Dios Anu, deja venir hacia mí a mi hermana...
No habría tenido que llamar así: ahora estaba seguro de haberla atraído a este Apocalipsis.
¡Cuán bella es tu aurora en el horizonte! Ven...
Ni siquiera se levantó: se limitó a entreabrir los ojos y en sus pupilas, por encima de las aguas tumultuosas, se reflejó una irisación, un arco de nubes y de llamas.
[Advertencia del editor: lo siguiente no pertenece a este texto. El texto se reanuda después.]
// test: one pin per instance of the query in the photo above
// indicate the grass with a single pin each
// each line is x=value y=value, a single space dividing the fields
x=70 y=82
Rosa, verde, anaranjado... Un arco iris se erguía sobre las olas y, más allá, nimbada por aquellas iridiscencias, se deslizaba una extraña embarcación, una nave de metal y de polímeros. Reconoció, arrancada al acantilado, a su gruta sellada, la nave de Ea-Ohannès. Los humanos se prosternaron y los querubes doblaron la rodilla.
En-Lyl se incorporó rápidamente. Las entidades divinas, sus hermanas, respondían a su llamada. Otrora fue una muchacha navegando por el infinito, ahora era una nave...
El arco derivó suavemente sobre las olas que parecían apaciguarse. El sol se elevó en la barra de plata del horizonte. En-Lyl hizo soltar las amarras y, cuando la nave de Ea estuvo cerca, avanzó. Llevaba en brazos a una niña terráquea, cuyos iris tenían reflejos violeta.